The Corporatist Sisyphus: Past, Present and Future
01.01.1997
Philippe C. Schmitter, Jörgen R. Grote
Corporatism,Macro-level concertation in the 1990s,Western and Eastern Europe,Political business cycle
Economy and Society
Fausto Panunzi
We now know that the (re)discovery of corporatism in the mid-1970s was ironic. At the very moment that academics started using the concept to analyse trends in advanced capitalist societies, the practice had already peaked and it continued to decline during the 1980s. Then, just as many observers had announced its demise, corporatism has risen again and now seems to be carrying its twin burdens of interest associability and policy-making to new heights during the 1990s.
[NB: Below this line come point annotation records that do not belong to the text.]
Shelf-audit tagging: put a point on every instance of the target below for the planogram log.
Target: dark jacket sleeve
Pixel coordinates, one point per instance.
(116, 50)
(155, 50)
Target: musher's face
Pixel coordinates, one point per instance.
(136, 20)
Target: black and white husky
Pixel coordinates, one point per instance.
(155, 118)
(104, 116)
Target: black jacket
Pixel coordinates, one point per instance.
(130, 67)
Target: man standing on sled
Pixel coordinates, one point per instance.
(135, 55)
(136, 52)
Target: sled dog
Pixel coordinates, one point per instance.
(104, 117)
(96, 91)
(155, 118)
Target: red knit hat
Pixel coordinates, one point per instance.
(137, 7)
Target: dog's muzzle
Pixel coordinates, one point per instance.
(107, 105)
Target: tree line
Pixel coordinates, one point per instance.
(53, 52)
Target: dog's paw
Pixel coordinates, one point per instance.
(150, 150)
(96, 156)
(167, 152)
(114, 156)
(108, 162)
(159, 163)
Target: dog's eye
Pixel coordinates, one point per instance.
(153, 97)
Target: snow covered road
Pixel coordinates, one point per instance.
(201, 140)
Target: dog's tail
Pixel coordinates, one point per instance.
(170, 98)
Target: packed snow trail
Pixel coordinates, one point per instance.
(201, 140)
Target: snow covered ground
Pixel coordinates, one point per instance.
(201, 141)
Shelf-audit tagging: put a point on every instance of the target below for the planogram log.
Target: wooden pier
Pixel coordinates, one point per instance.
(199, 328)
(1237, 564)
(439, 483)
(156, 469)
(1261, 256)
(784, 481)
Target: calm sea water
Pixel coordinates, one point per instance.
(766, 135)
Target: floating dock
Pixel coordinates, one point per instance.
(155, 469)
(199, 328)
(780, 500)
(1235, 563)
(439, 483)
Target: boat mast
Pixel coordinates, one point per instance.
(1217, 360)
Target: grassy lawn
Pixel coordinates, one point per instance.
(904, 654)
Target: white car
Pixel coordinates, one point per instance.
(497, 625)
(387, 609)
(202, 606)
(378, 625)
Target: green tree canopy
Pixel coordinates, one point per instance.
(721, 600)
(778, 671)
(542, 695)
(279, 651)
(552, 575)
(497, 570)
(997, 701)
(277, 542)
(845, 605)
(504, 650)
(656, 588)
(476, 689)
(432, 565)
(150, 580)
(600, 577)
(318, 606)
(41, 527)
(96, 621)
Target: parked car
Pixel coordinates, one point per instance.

The primary "growth potential" for macro-corporatist architects in the future lies in the feverish efforts of national governments to adapt to EU directives, product and professional standards, verdicts of the ECJ and the convergence criteria for EMU. The boundaries, territorial and functional, of interest politics have shifted irrevocably which paradoxically implies a greater not a lesser reliance on previous structures of national intermediation — provided they can be exploited to fulfil new tasks and still manage to reproduce the old loyalties. So, this article argues, the Corporatist Sisyphus is headed back up the hill, goaded as before by an architectonic national state. Moreover, he is just about on time. If previous speculation about a twenty to twenty-five year cycle was correct and if one traces their last downturn to the First Oil Shock of 1973, then corporatist practices should have bottomed out ca. 1985-8 and will be hitting their peak sometime after 1998-9 — more or less at the very moment that monetary unification is (supposed) to occur!